采用的是Lucene3.0.2的核心包和高亮显示包,程序主要代码如下:
Highlighter highlighter = new Highlighter(new SimpleHTMLFormatter(
"<font color=/"red/">", "</font>"), new QueryScorer(
query));
highlighter.setTextFragmenter(new SimpleFragmenter(50));
TermPositionVector termFreqVector = (TermPositionVector)reader.getTermFreqVector(id, fieldName);
TokenStream tokenStream = TokenSources.getTokenStream(termFreqVector);
String content = hitDoc.get(fieldName);
String result = highlighter.getBestFragments(tokenStream, content, 5,"...");
测试发现:
正确高亮的检索:复件 索引
题名:复件 (12) 索引测试新建文档1.txt
查看tokens结果:[(复件,0,2), (12,4,6), (1,16,17), (1.txt,16,21), (文档,14,16), (新建,12,14), (测试,10,12), (索引,8,10), (txt,18,21)]
复件 (12) 索引测试新建文档1.txt
错误高亮的检索:索引 文档
例1题名:索引测试新建文档1.txt
查看tokens结果:[(1,8,9), (1.txt,8,13), (文档,6,8), (新建,4,6), (测试,2,4), (索引,0,2), (txt,10,13)]
索引测试新建文档1.txt
例2题名:复件 (12) 索引测试新建文档1.txt
查看tokens结果:[(复件,0,2), (12,4,6), (1,16,17), (1.txt,16,21), (文档,14,16), (新建,12,14), (测试,10,12), (索引,8,10), (txt,18,21)]
复件 (12) 索引测试新建文档1.txt
跟踪debug了一下高亮显示源代码发现:
for (boolean next = tokenStream.incrementToken(); next && (offsetAtt.startOffset()< maxDocCharsToAnalyze);
next = tokenStream.incrementToken())
{
if( (offsetAtt.endOffset()>text.length())
||
(offsetAtt.startOffset()>text.length())
)
{
throw new InvalidTokenOffsetsException("Token "+ termAtt.term()
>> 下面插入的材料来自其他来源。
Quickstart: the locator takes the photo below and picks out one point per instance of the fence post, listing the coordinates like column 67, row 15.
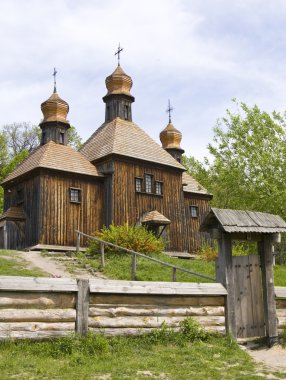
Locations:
column 174, row 274
column 78, row 242
column 82, row 306
column 133, row 266
column 102, row 254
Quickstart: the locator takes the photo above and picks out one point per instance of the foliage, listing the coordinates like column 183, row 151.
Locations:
column 248, row 167
column 136, row 238
column 96, row 356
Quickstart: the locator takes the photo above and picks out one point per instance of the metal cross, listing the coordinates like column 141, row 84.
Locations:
column 169, row 110
column 119, row 50
column 55, row 79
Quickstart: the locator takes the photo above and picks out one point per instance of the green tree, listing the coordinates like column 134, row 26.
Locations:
column 248, row 166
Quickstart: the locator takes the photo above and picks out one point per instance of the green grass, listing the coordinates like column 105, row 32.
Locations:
column 118, row 266
column 98, row 357
column 11, row 264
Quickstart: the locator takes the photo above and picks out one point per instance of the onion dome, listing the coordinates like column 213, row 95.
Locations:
column 171, row 138
column 118, row 82
column 55, row 109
+" exceeds length of provided text sized "+text.length());
}
if((tokenGroup.numTokens>0)&&(tokenGroup.isDistinct()))
{
//the current token is distinct from previous tokens -
// markup the cached token group info
startOffset = tokenGroup.matchStartOffset;
endOffset = tokenGroup.matchEndOffset;
tokenText = text.substring(startOffset, endOffset);
String markedUpText=formatter.highlightTerm(encoder.encodeText(tokenText), tokenGroup);
//store any whitespace etc from between this and last group
if (startOffset > lastEndOffset)
newText.append(encoder.encodeText(text.substring(lastEndOffset, startOffset)));
newText.append(markedUpText);
lastEndOffset=Math.max(endOffset, lastEndOffset);
tokenGroup.clear();
//check if current token marks the start of a new fragment
if(textFragmenter.isNewFragment())
{
currentFrag.setScore(fragmentScorer.getFragmentScore());
//record stats for a new fragment
currentFrag.textEndPos = newText.length();
currentFrag =new TextFragment(newText, newText.length(), docFrags.size());
fragmentScorer.startFragment(currentFrag);
docFrags.add(currentFrag);
}
}
tokenGroup.addToken(fragmentScorer.getTokenScore());
// if(lastEndOffset>maxDocBytesToAnalyze)
// {
// break;
// }
}
currentFrag.setScore(fragmentScorer.getFragmentScore());
if(tokenGroup.numTokens>0)
{
//flush the accumulated text (same code as in above loop)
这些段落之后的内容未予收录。